In this case, a CRP would look at how clients answered questions regarding security versus flexibility with the solutions offered depending on the answers. Thus, the CRP would be a centralised view of what kind of solutions work for different categories of clients.
It could involve taking the retirement income segment of clients and segmenting it further in terms of their attitude to flexibility compared with security. This fits with the requirements of PROD.
Firms should do this formally with board accountability and compliance oversight and record their thought processes.
Set up a formal project
Percival suggests that firms might set up a formal project involving those designing the firm’s propositions, the advisers and indeed the paraplanners. The involvement of more people is likely to mitigate against bias.
It could lead to changes to documentation including in the terms of business and even in the approach to charging. It might inform a brochure for marketing.
Advisers might trail this amended proposition with a pilot group, introduce it to new clients first or bring it in through annual reviews.

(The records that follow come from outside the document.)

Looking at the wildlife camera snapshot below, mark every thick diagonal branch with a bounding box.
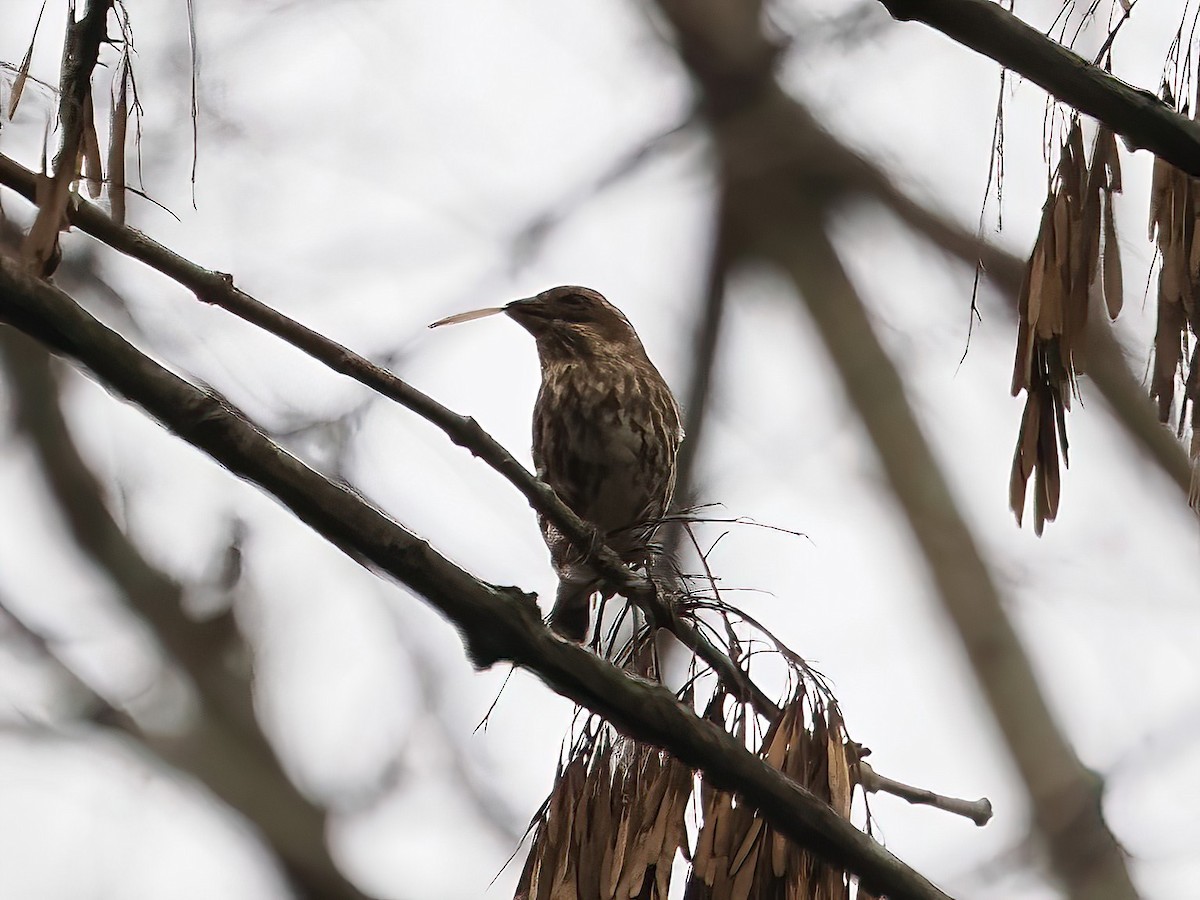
[880,0,1200,176]
[0,328,365,900]
[0,258,946,900]
[659,0,1136,900]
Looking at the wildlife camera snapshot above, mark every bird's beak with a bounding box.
[504,296,546,322]
[430,306,509,328]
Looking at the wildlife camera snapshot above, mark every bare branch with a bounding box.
[0,148,779,719]
[0,326,365,900]
[858,760,991,826]
[659,0,1136,900]
[0,258,946,900]
[880,0,1200,175]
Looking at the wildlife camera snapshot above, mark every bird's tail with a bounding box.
[550,578,596,643]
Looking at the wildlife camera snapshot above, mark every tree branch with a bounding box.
[0,329,366,900]
[0,252,946,900]
[0,148,779,719]
[880,0,1200,176]
[659,0,1136,900]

We also believe that Money Alive could play a part in preparing clients for those discussions as an independent source of information whether an adviser firm decides to roll out the proposition to new clients or existing clients approaching retirement.
How Money Alive can help
Our view at Money Alive is that change is clearly coming to retirement advice. The FCA is concerned about adviser approaches but also about clients’ perceptions of their retirement plans in terms of security of income.
Advisers may differ in their views on how fundamentally this should change their processes.
Yet it is clear to us that the regulator will want to see more consideration given to offering clients a secure income for at least a portion of their portfolio.
We see a significant opportunity for advisers using videos to educate clients, as they set up systems to test and counteract their own biases and explain what security of income can mean vis a vis flexible alternatives.
Clients who watch the videos can also ask their own questions which can be passed on to advisers to feed into further conversations and reviews.
Videos could also align with changes in firms’ processes, procedures and advice practices all of which should leave firms and advisers in better shape to meet the FCA’s regulatory requirements. They can be also be embedded into a firm’s website and play a role in marketing communications.
Yet perhaps most significantly, it could lead to better informed clients when they sit down with their advisers to plan their retirement.
REF *Research from Tilney Bestinvest asked consumers what was more appealing in retirement: a guaranteed income for life, or a pension where the value and the income generated vary from year to year. Some 79 per cent of those surveyed opted for a guaranteed income for life. In the same survey, however, only 10 per cent said they actually plan to purchase an annuity, with income drawdown three times more popular.